Впрочем, он даже не попытался встать с кресла и покарать дерзкую. Просто нагнулся вперед, и лицо его приобрело совсем уж багровый оттенок.
— Та тварь, с которой все началось, — теперь он и впрямь задыхался От гнева. — Та, что хотела окрутить Керволана. Когда она поняла, что ничего не получит, она прокляла нас. Весь наш род. Керви знал это и все же попытался задрать юбку ее внучке. Значит, он не Из нашего рода. Он выродок и никогда не будет резать хлеб в этом замке. Слышишь, ты?
«Он тоже слишком много выпил сегодня, — поняла Ксанта. — Слишком много выпил, но так и не смог опьянеть. Он хотел, но не смог. Его что-то гложет, и даже вино не может унять эту боль».
И все же она попыталась объяснить. Может быть, даже не Керваль-су — Дариссе.
— Господин Кервальс, вы можете представить себе камень?
— Что?
— Хватит спорить о наследстве. Позвольте, я расскажу вам одну историю. О камне.
Подошла к столику, взяла в руку для наглядности деревянный кубок Кервальса, украшенный рубинами.

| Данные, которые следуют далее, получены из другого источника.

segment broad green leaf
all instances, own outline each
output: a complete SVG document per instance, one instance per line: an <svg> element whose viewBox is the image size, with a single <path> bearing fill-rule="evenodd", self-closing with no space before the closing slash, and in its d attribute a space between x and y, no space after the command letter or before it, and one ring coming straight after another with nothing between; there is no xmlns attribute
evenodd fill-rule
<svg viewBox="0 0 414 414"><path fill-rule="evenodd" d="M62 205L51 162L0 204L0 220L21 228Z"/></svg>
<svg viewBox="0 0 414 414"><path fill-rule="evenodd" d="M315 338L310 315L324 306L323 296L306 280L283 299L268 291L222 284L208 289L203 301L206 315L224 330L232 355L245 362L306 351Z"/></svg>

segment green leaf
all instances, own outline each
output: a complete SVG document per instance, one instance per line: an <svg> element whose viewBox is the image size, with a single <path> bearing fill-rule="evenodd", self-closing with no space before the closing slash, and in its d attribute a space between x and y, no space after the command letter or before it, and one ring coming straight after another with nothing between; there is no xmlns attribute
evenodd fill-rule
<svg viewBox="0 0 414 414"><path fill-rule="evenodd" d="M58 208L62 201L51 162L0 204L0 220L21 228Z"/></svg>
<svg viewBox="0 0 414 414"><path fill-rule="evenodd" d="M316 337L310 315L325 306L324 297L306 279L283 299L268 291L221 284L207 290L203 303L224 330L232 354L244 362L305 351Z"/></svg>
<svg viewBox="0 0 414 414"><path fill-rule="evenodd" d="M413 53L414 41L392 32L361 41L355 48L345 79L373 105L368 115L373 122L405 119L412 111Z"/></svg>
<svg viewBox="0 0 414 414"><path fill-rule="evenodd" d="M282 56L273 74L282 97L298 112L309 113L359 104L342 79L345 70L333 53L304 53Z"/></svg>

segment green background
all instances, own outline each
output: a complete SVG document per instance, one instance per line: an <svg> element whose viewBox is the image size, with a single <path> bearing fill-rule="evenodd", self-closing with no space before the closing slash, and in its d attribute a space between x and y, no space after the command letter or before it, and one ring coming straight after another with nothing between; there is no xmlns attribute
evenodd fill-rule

— Ну вот представьте себе, что это камень. Протянула руку над полом, удерживая кубок на ладони.
— Что с ним случится, если его не поддерживать?
И разжала пальцы. Кубок, как и следовало ожидать, стукнулся об пол. Дарисса вздрогнула.
— Ну, и к чему ты это? — нарочито спокойным голосом поинтересовался Кервальс.
— Кто-то когда-то сказал, что человеческая жизнь подобна полету камня. А теперь смотрите сюда!
Подхватила кубок с пола и с размаху запустила его в окно. Он стукнулся о каменную кладку, закрывающую оконный проем, отскочил назад и раскололся пополам. Дарисса ахнула и в испуге закрыла лицо ладонями.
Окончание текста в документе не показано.